Oregon Sports Betting App Goes Live After Delayed Launch Date
The Oregon Lottery has launched its sports betting app, which will allow people within the state to "place legal wagers on professional sports and is the agency's first venture into online sales and gameplay," according to Jayati Ramakrishnan of the Portland OREGONIAN. The app, Scoreboard, was supposed to launch "in time for football season, but the rollout was delayed" until yesterday. The Oregon Lottery estimated the app would bring in a net profit of $37M on $1.6B in sports betting "during the first three years the app is in use" (Portland OREGONIAN, 10/17). CNBC.com's Jabari Young noted Oregon is the eighth state to "add a live sports betting app," and one of 12 states "offering legal mobile sports betting via an app." The lottery "partnered with SBTech, a privately run company that specializes in sports betting services." That company also runs the Churchhill Downs sports betting service. Oregon Lottery Public Information Manager Matt Shelby said that the "decision to select SBTech to create the Scoreboard app came down to the company's experience with sports betting." Scoreboard will also "offer in-game betting to allow players to take advantage of real-time game situations," including the in-state Trail Blazers. Officials "aren't charging consumer fees in hopes of attracting more business" (CNBC.com, 10/15).

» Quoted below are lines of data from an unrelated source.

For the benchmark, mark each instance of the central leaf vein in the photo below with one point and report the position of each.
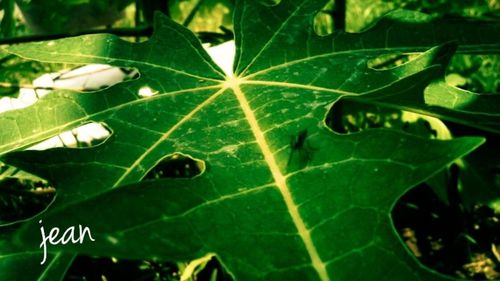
(280, 181)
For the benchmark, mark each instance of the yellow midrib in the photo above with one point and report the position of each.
(280, 180)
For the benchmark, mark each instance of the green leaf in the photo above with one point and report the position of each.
(281, 197)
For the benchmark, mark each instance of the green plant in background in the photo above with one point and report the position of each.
(275, 193)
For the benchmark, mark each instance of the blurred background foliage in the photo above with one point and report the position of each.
(478, 179)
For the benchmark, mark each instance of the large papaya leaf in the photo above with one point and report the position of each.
(314, 208)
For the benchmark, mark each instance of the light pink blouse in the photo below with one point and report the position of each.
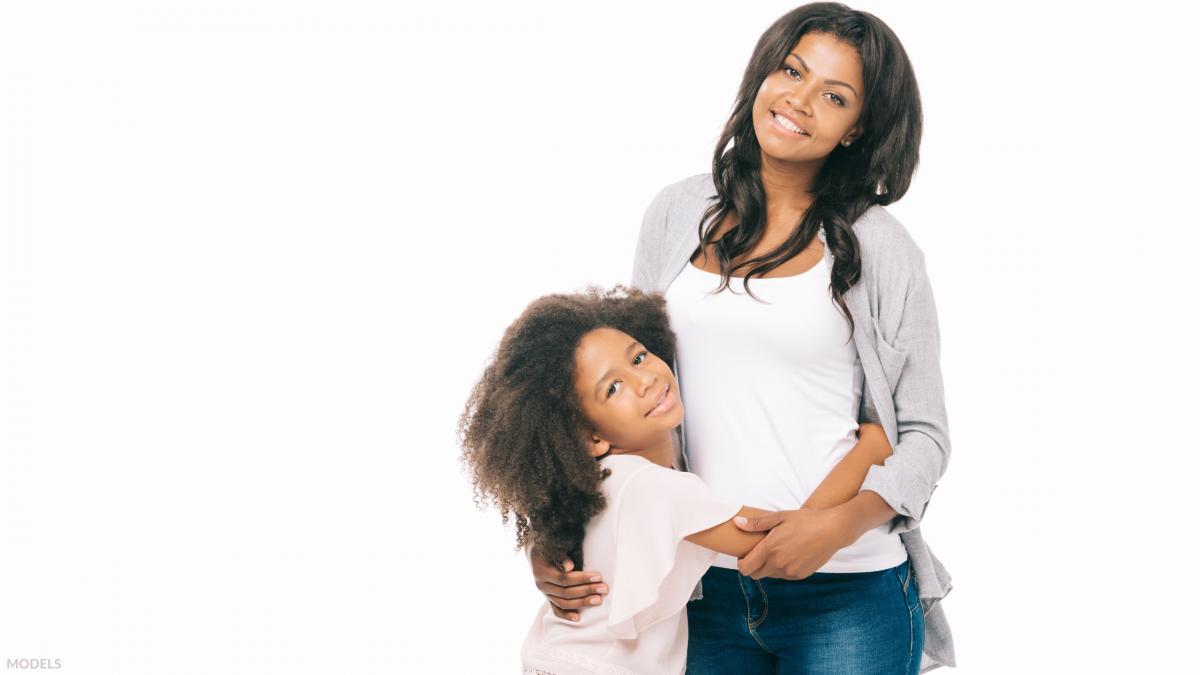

MOBILE PUSH: CNBC's Contessa Brewer said the continuing legalization of sports wagering has been the "talk of the Global Gaming Expo" going on in Las Vegas this week. Brewer noted "more than 50 partnership deals have been made." She said, "It really illustrates the importance of mobile pushing forward. How important is it? So important that Rhode Island legalized sports betting without legalizing mobile betting and then they realized they weren't maximizing the potential of sports betting in terms of getting that tax revenue. They went back to the table and legalized mobile betting." MGM says that mobile wagering is "crucial to their future" because they think 80% of their revenues are "going to come from mobile games, meaning not just sports bets, but casino bets as well" ("Fast Money Halftime Report," CNBC, 10/16).